Schwerin

Schwerin: Stadt der sieben Seen und der großen Künste.

Schwerin ist mit etwas weniger als 100.000 Einwohnern die kleinste deutsche Landeshauptstadt. Herrlich gelegen in einer malerischen Umgebung, an Seen inmitten des Stadtgebiets, in denen sich die ziehenden Wolken des nördlichen Himmels ebenso spiegeln wie das Wahrzeichen der Stadt, das Schweriner Schloss. Ein passendes Wahrzeichen: luftig, leicht, hell und freundlich – wie die Stadt selbst.

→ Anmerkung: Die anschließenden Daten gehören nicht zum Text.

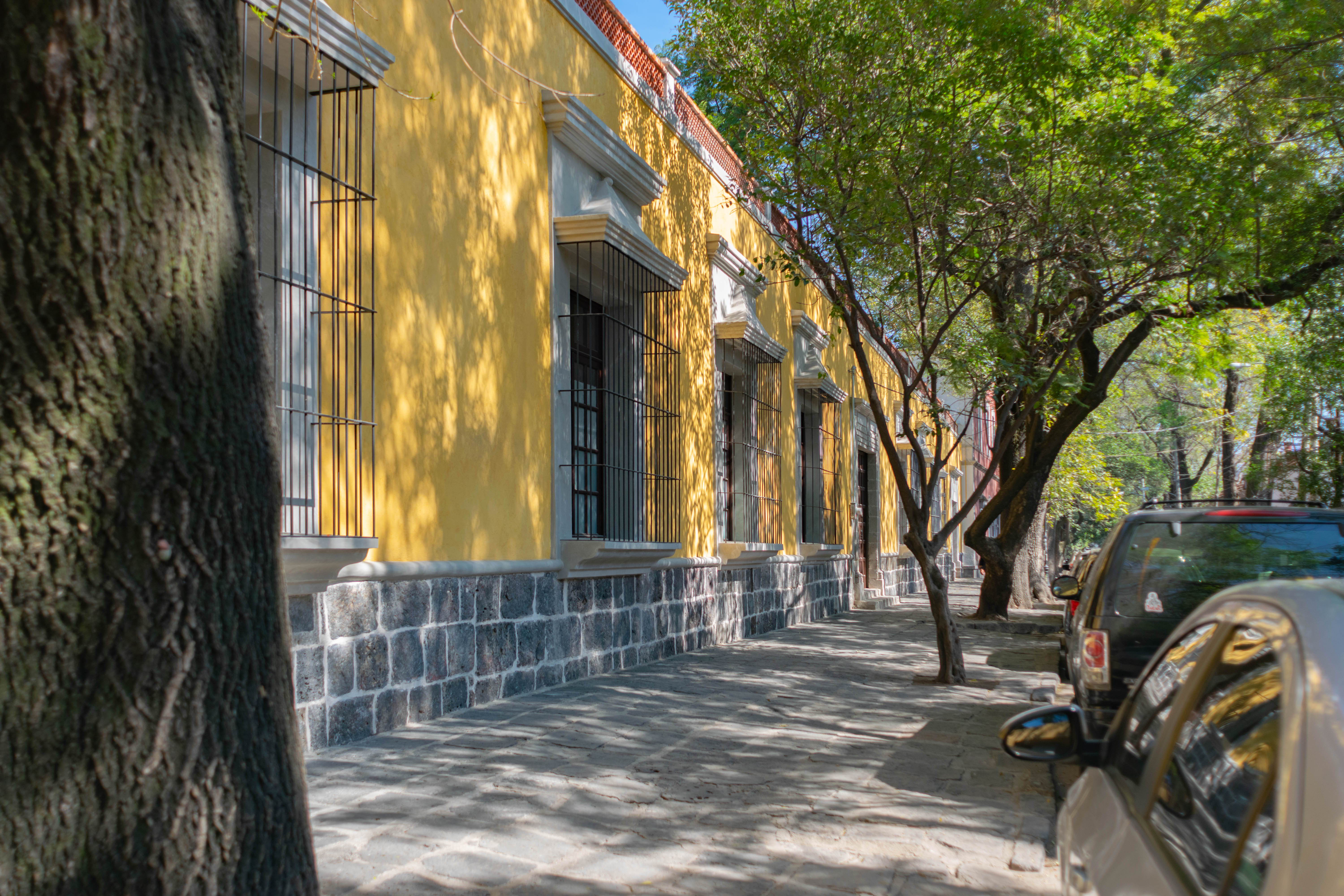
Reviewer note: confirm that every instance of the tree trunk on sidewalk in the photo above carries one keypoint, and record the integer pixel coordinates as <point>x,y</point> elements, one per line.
<point>147,727</point>
<point>1029,579</point>
<point>952,668</point>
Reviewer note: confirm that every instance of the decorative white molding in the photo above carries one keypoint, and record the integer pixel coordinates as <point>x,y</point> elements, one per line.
<point>687,563</point>
<point>737,284</point>
<point>810,371</point>
<point>604,228</point>
<point>585,559</point>
<point>659,104</point>
<point>411,570</point>
<point>311,563</point>
<point>865,429</point>
<point>575,125</point>
<point>327,30</point>
<point>747,554</point>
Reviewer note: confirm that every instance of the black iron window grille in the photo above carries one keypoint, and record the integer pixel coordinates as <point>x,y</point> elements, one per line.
<point>749,444</point>
<point>624,398</point>
<point>936,510</point>
<point>819,448</point>
<point>310,151</point>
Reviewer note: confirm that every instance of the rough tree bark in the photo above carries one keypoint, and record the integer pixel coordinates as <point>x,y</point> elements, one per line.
<point>1029,581</point>
<point>924,546</point>
<point>147,729</point>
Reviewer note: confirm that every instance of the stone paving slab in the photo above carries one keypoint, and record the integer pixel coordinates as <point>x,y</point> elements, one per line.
<point>806,762</point>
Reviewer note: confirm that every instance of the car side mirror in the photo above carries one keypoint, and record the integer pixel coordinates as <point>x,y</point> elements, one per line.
<point>1050,734</point>
<point>1066,588</point>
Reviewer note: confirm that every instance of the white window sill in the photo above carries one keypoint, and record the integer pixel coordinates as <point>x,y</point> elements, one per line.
<point>311,563</point>
<point>812,551</point>
<point>589,559</point>
<point>745,554</point>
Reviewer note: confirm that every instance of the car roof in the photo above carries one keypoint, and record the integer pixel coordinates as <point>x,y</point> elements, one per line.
<point>1229,514</point>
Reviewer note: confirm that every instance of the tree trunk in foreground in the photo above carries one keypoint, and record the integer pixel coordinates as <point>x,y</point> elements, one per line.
<point>1029,578</point>
<point>952,667</point>
<point>147,729</point>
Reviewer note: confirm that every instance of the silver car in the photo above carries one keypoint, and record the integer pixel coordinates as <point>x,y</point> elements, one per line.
<point>1224,773</point>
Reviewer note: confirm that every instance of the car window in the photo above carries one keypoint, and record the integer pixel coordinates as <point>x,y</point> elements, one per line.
<point>1167,574</point>
<point>1216,804</point>
<point>1152,703</point>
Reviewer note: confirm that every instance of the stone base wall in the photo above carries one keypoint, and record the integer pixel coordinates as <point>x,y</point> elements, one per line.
<point>901,574</point>
<point>374,656</point>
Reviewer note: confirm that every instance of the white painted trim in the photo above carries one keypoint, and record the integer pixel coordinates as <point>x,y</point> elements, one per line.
<point>802,322</point>
<point>588,138</point>
<point>810,371</point>
<point>747,554</point>
<point>334,35</point>
<point>603,228</point>
<point>734,314</point>
<point>407,571</point>
<point>687,563</point>
<point>734,264</point>
<point>311,563</point>
<point>585,559</point>
<point>657,103</point>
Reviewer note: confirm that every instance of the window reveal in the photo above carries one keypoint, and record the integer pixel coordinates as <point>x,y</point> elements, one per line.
<point>624,398</point>
<point>310,154</point>
<point>819,447</point>
<point>749,444</point>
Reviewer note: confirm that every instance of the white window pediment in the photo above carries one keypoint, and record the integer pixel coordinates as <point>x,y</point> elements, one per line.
<point>865,428</point>
<point>810,371</point>
<point>604,228</point>
<point>325,29</point>
<point>599,186</point>
<point>737,284</point>
<point>587,136</point>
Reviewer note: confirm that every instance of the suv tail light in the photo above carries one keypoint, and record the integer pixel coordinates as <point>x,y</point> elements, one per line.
<point>1096,660</point>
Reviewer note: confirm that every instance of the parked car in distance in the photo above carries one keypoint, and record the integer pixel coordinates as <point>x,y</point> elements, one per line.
<point>1158,565</point>
<point>1225,770</point>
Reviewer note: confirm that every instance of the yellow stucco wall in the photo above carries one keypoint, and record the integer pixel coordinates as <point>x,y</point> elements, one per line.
<point>464,250</point>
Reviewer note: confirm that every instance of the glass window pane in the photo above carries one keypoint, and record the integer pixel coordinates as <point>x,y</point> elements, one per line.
<point>1152,702</point>
<point>1169,575</point>
<point>1218,789</point>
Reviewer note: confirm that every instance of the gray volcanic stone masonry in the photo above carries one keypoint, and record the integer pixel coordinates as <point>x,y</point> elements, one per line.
<point>374,656</point>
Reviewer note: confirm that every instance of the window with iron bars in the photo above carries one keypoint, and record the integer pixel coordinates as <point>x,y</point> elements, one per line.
<point>310,152</point>
<point>624,398</point>
<point>749,444</point>
<point>819,448</point>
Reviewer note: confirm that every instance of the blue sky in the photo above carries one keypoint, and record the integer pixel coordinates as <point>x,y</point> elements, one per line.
<point>651,18</point>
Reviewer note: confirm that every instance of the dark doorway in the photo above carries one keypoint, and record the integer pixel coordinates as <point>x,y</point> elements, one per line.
<point>866,524</point>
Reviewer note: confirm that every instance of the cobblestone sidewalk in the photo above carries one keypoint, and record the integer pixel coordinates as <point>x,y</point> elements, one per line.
<point>802,762</point>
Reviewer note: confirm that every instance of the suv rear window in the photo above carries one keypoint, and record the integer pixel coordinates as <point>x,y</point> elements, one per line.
<point>1167,575</point>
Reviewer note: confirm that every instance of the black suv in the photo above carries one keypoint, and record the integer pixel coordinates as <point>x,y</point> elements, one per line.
<point>1161,563</point>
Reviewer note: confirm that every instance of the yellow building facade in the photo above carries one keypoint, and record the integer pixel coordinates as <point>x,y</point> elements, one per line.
<point>544,410</point>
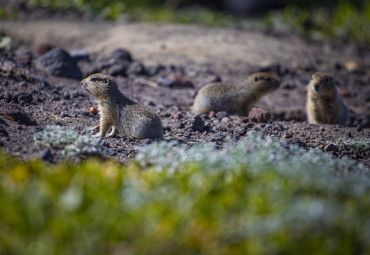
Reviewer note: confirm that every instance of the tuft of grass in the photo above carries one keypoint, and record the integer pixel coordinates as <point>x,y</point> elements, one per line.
<point>259,196</point>
<point>345,21</point>
<point>362,143</point>
<point>69,142</point>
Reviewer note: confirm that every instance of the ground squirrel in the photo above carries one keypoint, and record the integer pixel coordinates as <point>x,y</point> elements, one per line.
<point>234,98</point>
<point>120,113</point>
<point>324,105</point>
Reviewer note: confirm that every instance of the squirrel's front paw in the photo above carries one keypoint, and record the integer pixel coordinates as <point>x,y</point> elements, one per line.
<point>98,135</point>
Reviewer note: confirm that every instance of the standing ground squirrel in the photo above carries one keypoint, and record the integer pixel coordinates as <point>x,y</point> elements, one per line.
<point>324,105</point>
<point>120,113</point>
<point>234,98</point>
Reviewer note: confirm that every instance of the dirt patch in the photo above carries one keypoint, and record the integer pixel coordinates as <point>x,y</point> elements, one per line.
<point>165,58</point>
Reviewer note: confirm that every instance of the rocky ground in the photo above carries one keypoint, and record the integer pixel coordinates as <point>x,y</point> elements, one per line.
<point>163,66</point>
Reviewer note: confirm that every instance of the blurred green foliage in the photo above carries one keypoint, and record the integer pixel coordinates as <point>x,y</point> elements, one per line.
<point>345,21</point>
<point>255,197</point>
<point>348,20</point>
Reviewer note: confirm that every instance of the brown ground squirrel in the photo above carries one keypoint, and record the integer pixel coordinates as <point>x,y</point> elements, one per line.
<point>119,112</point>
<point>234,98</point>
<point>324,105</point>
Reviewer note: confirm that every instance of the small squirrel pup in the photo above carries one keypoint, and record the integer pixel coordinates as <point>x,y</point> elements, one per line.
<point>324,105</point>
<point>119,112</point>
<point>234,98</point>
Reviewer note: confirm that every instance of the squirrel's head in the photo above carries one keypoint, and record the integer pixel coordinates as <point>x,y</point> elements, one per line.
<point>263,83</point>
<point>322,83</point>
<point>99,85</point>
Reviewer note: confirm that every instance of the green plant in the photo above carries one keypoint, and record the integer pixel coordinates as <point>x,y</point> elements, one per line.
<point>69,142</point>
<point>362,143</point>
<point>259,196</point>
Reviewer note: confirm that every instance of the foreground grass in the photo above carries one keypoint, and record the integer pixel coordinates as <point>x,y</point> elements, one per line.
<point>345,20</point>
<point>255,197</point>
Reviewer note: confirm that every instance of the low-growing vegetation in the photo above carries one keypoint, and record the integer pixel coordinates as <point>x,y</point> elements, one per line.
<point>346,20</point>
<point>259,196</point>
<point>69,142</point>
<point>362,143</point>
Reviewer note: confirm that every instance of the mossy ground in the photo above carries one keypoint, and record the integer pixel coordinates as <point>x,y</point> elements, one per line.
<point>259,196</point>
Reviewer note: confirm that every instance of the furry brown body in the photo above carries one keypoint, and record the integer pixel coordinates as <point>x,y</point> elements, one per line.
<point>324,105</point>
<point>119,112</point>
<point>234,98</point>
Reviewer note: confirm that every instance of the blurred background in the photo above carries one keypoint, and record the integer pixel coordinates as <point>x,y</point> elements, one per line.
<point>347,20</point>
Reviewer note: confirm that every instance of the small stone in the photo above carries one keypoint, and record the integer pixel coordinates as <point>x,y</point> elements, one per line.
<point>14,113</point>
<point>118,69</point>
<point>66,95</point>
<point>165,82</point>
<point>198,124</point>
<point>211,114</point>
<point>121,54</point>
<point>344,93</point>
<point>354,67</point>
<point>23,57</point>
<point>93,110</point>
<point>154,70</point>
<point>217,137</point>
<point>225,119</point>
<point>249,124</point>
<point>220,115</point>
<point>75,93</point>
<point>177,116</point>
<point>259,115</point>
<point>180,81</point>
<point>44,48</point>
<point>63,115</point>
<point>288,135</point>
<point>330,147</point>
<point>45,154</point>
<point>23,84</point>
<point>78,55</point>
<point>137,68</point>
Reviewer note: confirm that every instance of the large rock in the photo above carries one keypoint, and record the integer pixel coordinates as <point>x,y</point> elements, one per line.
<point>58,62</point>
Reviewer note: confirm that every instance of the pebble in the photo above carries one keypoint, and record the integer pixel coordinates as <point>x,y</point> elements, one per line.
<point>165,82</point>
<point>118,69</point>
<point>331,147</point>
<point>344,93</point>
<point>44,48</point>
<point>211,114</point>
<point>121,54</point>
<point>78,55</point>
<point>45,154</point>
<point>23,84</point>
<point>23,57</point>
<point>249,124</point>
<point>93,110</point>
<point>198,124</point>
<point>354,67</point>
<point>177,116</point>
<point>220,115</point>
<point>137,68</point>
<point>63,115</point>
<point>259,115</point>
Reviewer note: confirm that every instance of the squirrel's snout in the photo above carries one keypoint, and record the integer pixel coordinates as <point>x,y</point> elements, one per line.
<point>83,83</point>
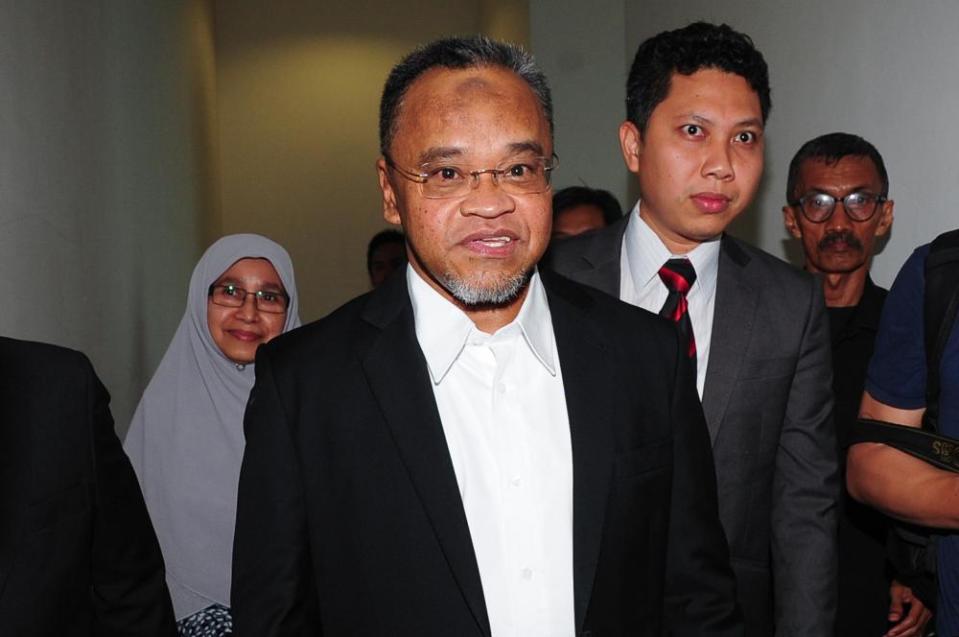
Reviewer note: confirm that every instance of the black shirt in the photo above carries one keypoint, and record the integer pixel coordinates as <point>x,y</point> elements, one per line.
<point>863,574</point>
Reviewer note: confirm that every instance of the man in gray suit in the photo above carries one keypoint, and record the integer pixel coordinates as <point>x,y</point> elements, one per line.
<point>697,103</point>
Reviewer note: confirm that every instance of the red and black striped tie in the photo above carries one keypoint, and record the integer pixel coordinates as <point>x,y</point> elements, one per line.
<point>679,275</point>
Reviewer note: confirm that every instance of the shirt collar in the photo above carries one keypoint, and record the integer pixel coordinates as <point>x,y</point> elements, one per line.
<point>646,254</point>
<point>443,330</point>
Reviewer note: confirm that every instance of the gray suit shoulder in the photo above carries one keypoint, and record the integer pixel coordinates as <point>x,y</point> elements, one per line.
<point>787,278</point>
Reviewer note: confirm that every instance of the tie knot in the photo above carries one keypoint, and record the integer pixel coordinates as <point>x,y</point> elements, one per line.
<point>678,275</point>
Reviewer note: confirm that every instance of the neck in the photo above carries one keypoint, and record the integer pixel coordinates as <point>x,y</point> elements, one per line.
<point>843,289</point>
<point>490,319</point>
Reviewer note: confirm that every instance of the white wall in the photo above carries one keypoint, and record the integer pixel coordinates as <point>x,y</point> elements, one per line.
<point>883,70</point>
<point>99,188</point>
<point>581,46</point>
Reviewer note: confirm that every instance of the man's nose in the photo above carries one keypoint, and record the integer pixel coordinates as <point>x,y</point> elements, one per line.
<point>718,163</point>
<point>247,311</point>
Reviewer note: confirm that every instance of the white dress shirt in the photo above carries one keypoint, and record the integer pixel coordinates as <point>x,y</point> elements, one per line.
<point>642,256</point>
<point>501,401</point>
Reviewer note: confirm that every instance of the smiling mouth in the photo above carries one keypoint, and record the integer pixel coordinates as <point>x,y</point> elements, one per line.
<point>711,203</point>
<point>495,242</point>
<point>242,335</point>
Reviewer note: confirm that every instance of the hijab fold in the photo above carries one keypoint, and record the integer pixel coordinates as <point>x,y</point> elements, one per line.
<point>186,437</point>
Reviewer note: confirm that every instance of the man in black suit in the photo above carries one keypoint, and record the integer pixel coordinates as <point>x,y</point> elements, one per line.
<point>448,455</point>
<point>697,102</point>
<point>78,556</point>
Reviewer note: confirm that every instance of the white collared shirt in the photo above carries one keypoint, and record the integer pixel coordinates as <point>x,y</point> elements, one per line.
<point>503,407</point>
<point>642,256</point>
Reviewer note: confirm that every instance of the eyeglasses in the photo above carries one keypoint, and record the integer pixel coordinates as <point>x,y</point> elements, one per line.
<point>229,295</point>
<point>819,206</point>
<point>440,180</point>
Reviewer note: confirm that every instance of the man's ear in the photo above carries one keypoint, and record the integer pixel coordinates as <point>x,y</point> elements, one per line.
<point>390,210</point>
<point>885,218</point>
<point>631,143</point>
<point>789,219</point>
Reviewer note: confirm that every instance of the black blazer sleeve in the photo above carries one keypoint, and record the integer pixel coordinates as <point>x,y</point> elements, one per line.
<point>273,590</point>
<point>129,591</point>
<point>78,555</point>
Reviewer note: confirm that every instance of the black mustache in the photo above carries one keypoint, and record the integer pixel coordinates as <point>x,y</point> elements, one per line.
<point>843,236</point>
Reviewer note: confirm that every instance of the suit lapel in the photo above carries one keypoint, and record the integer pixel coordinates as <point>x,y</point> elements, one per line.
<point>581,354</point>
<point>14,462</point>
<point>400,382</point>
<point>733,317</point>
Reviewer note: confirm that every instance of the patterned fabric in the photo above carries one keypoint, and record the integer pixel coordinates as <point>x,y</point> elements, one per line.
<point>679,275</point>
<point>212,621</point>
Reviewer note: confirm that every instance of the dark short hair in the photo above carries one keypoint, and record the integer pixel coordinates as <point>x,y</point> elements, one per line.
<point>382,238</point>
<point>695,47</point>
<point>458,53</point>
<point>582,195</point>
<point>829,149</point>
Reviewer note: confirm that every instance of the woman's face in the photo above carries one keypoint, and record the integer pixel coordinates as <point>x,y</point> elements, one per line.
<point>238,331</point>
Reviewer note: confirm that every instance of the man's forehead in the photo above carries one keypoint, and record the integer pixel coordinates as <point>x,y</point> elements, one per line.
<point>444,104</point>
<point>723,87</point>
<point>828,171</point>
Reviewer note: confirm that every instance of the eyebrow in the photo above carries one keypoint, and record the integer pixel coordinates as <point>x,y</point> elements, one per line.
<point>439,152</point>
<point>702,119</point>
<point>860,188</point>
<point>436,153</point>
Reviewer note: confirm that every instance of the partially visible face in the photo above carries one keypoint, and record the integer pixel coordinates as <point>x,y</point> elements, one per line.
<point>577,220</point>
<point>700,158</point>
<point>839,244</point>
<point>386,259</point>
<point>479,248</point>
<point>238,331</point>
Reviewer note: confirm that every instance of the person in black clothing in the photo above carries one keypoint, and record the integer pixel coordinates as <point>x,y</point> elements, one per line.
<point>838,207</point>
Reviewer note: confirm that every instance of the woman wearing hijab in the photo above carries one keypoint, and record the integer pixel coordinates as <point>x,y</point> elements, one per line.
<point>186,439</point>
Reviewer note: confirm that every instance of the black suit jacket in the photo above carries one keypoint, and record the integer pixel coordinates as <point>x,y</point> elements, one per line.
<point>350,521</point>
<point>78,555</point>
<point>768,406</point>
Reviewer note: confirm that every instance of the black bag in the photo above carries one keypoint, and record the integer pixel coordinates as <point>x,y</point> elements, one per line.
<point>911,549</point>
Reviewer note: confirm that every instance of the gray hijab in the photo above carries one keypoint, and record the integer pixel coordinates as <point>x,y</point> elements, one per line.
<point>186,437</point>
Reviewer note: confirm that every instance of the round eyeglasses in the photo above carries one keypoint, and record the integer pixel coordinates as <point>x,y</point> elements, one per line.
<point>819,206</point>
<point>269,301</point>
<point>519,176</point>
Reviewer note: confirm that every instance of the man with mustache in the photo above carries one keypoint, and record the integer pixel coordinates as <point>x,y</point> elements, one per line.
<point>838,207</point>
<point>755,327</point>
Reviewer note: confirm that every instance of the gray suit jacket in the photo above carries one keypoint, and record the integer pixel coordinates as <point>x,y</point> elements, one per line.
<point>768,406</point>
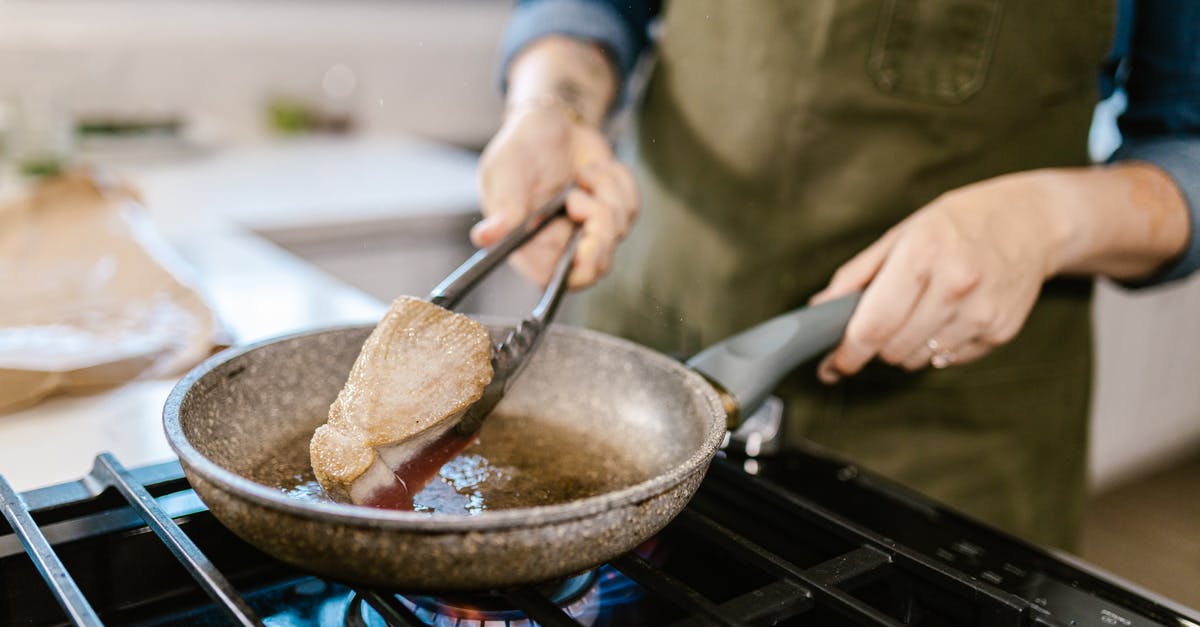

Schon aus dem Jahr 965 existieren Aufzeichnungen über eine Burg inmitten eines Süßwassersees, den Historiker im heutigen Schwerin vermuten, aber erst nach 1160 erfolgten die eigentliche Gründung der Stadt und der Wiederaufbau der Burg, die heute international bekannt ist als das Schweriner Schloss. Schon wenige Jahre später wird der erste Dom gestiftet, das einzige mittelalterliche Baudenkmal Schwerins, das die Jahrhunderte überdauerte, wenn auch in wechselnder Gestalt. Der erste Dom musste aus Platzgründen bald bis auf den Turm niedergerissen werden, und auch die 1248 geweihte romanische Bischofskirche genügte bald nicht mehr den Ansprüchen: Graf Heinrich von Schwerin hatte von einem Kreuzzug einen vermeintlichen Blutstropfen Christi mitgebracht, die Reliquie des Heiligen Blutes. Sie erforderte schließlich einen Aufbewahrungsort, der dem Pilgerstrom standhalten konnte, und so entstand schon um 1270 der neue Dom, in der Folgezeit eine der bedeutendsten Wallfahrtskirchen im Nordosten des Deutschen Reiches. Stadt der sieben Seen, Florenz des Nordens, Domstadt, Residenzstadt: Heute hat Schwerin viele Namen. Und alle passen, denn die Stadt präsentiert sich als gelungene Mischung aus Natur und Architektur, großer und kleiner Kunst und den Zeugnissen ihrer langen Geschichte. Wer über das Kopfsteinpflaster des Marktplatzes und der kleinen Altstadtgassen bummelt, wer im zentralen Stadtteil Schelfstadt den größten zusammenhängenden historischen Baubestand der Stadt auf sich wirken und wer seinen Blick staunend über das traumhaft schöne Schloss schweifen lässt, der merkt es schnell: In Schwerin gibt es viel zu sehen und zu erleben.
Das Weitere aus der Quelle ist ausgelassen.